Same here. I am trying to quit right now for myself. A week so far, but I don't know how long it will last. I am trying to be optimistic but realistic. My reason for doing it is simply money. I want health insurance. So I am spending the money for cigarettes on health insurance. Yet, I don't know how much longer it will last with the no smoking thing. We'll see, I'm doing ok right now without them.

I agree though. When they had that thread, the majority of women here at CF that was part of their deal breaker. That's perfectly fine...so why is it bad for men to say that weight is an issue? I mean I could go on to prove that smoking was influenced beyond my control and due to my family background of smoking I would have been statistically prone to jump to smoking say than someone else, just as overweight women have overweight people in their family...so it may be in the genes eh? :p

But why do I need to dance on eggshells if I mention that (her)weight is a problem for me? It's a problem not only because it's unattractive and usually means more health problems down the road - but also because I'd prefer someone with whom I am not tempted to eat alot of un-healthy food with - because eating healthy is very important to me - *especially because I smoke and drink*.
You don't in my opinion. The fact that we do have to walk on eggshells/be apologetic and explain ourselves as males time and time again is a problem.

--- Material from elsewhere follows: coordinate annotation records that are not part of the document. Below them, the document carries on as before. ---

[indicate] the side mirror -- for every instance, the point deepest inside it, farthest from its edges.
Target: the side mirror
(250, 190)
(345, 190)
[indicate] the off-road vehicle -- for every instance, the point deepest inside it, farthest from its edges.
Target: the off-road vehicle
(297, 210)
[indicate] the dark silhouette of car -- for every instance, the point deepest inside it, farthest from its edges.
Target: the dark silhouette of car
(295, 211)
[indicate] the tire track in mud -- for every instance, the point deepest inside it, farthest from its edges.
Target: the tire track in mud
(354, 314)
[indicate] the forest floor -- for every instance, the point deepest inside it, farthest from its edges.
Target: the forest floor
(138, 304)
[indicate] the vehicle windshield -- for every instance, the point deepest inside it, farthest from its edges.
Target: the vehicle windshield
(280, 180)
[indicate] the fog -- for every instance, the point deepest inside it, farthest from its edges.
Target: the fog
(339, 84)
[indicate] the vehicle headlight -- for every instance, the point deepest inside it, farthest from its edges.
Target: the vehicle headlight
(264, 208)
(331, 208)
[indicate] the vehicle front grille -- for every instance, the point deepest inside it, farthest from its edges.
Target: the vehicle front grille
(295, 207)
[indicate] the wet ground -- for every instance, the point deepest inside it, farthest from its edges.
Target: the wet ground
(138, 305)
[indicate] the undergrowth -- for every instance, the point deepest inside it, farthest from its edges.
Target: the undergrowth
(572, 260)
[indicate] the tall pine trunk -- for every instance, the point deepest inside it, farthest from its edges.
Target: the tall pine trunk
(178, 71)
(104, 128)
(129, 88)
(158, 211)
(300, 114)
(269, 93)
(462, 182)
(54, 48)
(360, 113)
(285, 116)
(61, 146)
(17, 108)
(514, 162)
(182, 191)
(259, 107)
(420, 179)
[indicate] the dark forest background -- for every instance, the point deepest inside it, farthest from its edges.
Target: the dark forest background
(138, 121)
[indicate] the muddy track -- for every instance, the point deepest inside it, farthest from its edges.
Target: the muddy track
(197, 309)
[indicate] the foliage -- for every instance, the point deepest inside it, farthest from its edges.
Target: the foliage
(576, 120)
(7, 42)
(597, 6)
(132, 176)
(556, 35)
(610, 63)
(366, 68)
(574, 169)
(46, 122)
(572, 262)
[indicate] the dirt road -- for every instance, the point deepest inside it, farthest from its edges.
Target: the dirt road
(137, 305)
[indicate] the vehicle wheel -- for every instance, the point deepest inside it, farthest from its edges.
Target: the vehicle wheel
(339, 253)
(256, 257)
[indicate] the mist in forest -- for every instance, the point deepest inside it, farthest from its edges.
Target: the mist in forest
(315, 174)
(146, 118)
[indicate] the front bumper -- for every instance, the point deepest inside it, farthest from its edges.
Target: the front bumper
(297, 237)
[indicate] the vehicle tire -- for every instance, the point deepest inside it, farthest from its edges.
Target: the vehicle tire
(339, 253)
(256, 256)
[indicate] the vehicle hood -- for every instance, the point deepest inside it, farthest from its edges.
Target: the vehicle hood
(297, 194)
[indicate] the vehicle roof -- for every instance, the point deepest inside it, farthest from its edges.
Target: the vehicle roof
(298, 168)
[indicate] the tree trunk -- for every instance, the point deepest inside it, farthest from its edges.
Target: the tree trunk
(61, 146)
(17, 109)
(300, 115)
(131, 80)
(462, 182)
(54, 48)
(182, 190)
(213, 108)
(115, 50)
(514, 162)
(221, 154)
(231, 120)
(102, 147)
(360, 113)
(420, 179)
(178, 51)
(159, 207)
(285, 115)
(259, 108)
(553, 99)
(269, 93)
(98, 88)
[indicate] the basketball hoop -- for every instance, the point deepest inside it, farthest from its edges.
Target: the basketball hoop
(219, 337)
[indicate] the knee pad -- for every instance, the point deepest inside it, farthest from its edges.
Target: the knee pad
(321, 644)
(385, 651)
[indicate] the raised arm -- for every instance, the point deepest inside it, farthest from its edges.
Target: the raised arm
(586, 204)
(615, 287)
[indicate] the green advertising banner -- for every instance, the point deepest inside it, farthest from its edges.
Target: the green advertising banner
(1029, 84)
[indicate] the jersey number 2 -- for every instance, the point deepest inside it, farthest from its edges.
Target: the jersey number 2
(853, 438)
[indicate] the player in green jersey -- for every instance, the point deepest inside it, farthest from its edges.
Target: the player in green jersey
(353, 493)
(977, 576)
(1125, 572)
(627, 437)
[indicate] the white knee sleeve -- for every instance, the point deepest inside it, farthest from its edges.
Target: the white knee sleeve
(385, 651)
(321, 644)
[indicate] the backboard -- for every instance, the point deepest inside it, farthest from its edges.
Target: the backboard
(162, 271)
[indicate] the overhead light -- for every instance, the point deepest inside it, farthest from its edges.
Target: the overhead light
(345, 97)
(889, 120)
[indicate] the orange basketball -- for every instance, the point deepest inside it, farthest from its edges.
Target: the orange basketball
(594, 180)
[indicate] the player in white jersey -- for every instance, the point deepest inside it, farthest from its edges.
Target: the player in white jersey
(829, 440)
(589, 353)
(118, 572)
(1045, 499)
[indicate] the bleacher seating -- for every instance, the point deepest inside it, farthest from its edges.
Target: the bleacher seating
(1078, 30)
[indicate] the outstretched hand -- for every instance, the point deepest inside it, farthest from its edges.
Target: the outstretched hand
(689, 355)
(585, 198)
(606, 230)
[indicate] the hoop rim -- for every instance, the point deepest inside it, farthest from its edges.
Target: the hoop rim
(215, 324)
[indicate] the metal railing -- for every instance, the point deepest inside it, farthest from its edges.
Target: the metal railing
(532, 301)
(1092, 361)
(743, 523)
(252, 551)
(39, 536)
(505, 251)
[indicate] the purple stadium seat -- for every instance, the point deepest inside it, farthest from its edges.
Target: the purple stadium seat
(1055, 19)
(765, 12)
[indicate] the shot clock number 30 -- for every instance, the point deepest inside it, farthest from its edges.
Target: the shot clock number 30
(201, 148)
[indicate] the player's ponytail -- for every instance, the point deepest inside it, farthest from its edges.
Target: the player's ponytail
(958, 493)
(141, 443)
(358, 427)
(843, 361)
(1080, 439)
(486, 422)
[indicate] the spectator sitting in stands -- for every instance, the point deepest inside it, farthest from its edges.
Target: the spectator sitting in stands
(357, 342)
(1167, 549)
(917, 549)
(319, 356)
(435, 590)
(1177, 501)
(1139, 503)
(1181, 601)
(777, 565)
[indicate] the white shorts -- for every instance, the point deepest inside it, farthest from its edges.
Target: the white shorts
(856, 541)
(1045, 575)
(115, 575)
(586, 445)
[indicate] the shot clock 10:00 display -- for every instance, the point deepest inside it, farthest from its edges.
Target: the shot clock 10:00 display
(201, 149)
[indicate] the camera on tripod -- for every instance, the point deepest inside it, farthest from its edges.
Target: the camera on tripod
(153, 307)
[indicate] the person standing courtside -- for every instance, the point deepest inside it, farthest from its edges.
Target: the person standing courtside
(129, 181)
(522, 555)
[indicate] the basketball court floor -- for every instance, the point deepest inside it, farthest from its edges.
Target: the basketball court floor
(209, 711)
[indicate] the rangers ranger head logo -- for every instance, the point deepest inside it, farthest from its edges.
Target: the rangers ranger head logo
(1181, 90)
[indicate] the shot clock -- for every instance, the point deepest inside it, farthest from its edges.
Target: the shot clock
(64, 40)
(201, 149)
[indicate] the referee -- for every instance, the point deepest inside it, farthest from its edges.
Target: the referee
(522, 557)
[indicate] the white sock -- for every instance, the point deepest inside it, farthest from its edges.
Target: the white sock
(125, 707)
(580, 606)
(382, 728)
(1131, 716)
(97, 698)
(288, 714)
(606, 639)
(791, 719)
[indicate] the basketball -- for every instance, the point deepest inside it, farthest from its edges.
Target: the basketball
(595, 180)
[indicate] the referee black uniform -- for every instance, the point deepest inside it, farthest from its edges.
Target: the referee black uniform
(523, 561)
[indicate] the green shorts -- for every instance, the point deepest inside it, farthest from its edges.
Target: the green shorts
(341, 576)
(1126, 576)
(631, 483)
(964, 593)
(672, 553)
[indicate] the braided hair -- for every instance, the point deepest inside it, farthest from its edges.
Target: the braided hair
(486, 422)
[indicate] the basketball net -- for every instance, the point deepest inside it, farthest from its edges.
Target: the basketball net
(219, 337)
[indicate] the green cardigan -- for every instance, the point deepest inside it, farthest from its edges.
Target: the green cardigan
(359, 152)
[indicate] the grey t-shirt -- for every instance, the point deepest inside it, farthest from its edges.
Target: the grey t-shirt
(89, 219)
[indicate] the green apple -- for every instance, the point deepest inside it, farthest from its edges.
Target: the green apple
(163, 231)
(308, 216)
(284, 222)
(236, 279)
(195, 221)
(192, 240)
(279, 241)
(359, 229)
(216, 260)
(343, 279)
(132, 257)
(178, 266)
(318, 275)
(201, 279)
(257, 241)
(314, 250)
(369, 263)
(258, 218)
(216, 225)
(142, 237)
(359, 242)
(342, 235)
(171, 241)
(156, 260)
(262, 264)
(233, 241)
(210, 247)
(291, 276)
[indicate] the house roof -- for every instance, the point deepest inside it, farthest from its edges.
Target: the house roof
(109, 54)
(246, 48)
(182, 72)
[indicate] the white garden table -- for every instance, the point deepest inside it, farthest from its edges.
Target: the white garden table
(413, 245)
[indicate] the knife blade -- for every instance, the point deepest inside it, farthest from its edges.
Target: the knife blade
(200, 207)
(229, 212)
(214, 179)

Example, I shocked my boss at work today. We had a quick debate about the type of body we like on a woman because I'm a hip and thigh guy. Now I think he was joking with me in his response because I didn't say I wanted obese fatness, but I said, I prefer a body, not someone that looks like they grew up in Ethiopia. Me saying that I want a woman to have a body is showing my view of attraction that there isn't one set of type of body that I'm attracted to.

Now should I have to walk on egg shells around girls that have a natural propensity for an extremely small body? Are the overly skinny girls offended because I think they need to learn how to put a fork in their mouth and if they are, why should they be?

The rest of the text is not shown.